The computed tomography apparatus comprises a moving unit having two motors 7, 8. The gantry 1 is driven at a preferably constant but adjustable angular speed by the motor 7. A motor 8 is provided for displacing the object, for example, a patient, who is arranged on a patient table in the examination zone 5, parallel to the direction of the rotational axis R or the z axis. These motors 7, 8 are controlled by a control unit 9, for instance, such that the radiation source 2 and the examination zone 5 and, thus, the region of interest within the examination zone 5 move relatively to each other along a helical trajectory. However, it is also possible that the object or the examination zone 5 is not moved, but that only the radiation source 2 is rotated, i.e. that the radiation source 2 moves along a circular trajectory relative to the object or the examination zone 5. Furthermore, in another embodiment, the collimator 3 can be adapted for forming another beam shape, in particular a fan beam, and the energy-resolving detection device 6 can comprise a detection surface, which is shaped corresponding to the other beam shape, in particular to the fan beam.
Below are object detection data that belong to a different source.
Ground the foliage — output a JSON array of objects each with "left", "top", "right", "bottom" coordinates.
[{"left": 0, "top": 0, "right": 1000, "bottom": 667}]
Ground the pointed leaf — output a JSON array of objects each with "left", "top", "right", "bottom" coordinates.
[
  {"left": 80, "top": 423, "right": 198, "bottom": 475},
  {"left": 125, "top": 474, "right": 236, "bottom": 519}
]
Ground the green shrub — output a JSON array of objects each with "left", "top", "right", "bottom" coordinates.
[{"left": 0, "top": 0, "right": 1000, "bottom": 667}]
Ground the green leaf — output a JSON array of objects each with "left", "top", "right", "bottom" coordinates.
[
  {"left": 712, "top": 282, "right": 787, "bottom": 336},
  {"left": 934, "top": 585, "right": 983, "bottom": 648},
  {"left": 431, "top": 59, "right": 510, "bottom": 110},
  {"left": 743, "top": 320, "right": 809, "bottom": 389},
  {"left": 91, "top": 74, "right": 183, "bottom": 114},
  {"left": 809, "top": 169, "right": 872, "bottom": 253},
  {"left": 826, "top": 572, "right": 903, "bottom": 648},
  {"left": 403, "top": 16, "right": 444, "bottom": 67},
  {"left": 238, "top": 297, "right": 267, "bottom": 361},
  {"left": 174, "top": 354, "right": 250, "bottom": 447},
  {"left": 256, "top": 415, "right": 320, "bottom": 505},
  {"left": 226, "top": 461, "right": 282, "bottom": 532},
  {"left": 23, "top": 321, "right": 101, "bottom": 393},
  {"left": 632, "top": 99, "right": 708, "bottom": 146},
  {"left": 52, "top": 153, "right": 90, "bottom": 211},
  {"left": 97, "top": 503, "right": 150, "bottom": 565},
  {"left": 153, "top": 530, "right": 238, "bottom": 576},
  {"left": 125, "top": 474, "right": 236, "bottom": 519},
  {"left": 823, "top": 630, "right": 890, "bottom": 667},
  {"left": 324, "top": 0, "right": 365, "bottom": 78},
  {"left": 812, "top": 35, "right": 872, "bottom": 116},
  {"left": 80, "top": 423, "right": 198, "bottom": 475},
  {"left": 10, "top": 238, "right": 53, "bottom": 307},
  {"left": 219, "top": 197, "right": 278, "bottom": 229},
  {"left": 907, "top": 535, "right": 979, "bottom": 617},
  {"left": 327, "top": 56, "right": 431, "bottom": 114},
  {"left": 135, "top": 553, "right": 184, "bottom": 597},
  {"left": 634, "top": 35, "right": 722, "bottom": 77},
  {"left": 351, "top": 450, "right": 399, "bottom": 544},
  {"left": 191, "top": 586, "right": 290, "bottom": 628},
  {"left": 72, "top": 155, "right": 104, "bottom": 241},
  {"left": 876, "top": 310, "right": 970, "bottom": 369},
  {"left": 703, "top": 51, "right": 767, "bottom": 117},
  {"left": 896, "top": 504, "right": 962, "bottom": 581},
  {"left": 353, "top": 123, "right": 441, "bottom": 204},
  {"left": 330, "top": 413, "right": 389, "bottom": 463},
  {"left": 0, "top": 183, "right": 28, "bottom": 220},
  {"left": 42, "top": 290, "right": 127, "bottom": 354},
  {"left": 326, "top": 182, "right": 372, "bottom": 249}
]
The energy-resolving detection device 6 is, in this embodiment, a photon- counting detection device, which is schematically and exemplarily shown in Fig. 2.

The detection device 6 comprises a photon-counting element 14 for counting photons incident on the detection surface 19. The photon-counting element 14 comprises a cathode 15 forming the detection surface 19 and a corresponding anode 16. The cathode 15 and the anode 16 are located on opposite surfaces of a direct-conversion material CZT. In other embodiments, also other direct-conversion materials can be used. The cathode 15 is formed as a continuous conductive layer, in particular, a metallic conductive layer, and the anode 16 comprises several separate anode elements for providing a spatial resolution along the detection surface of the detection device. The photon-counting element 14 further comprises a read-out unit 17 for reading out the anode elements of the anode 16.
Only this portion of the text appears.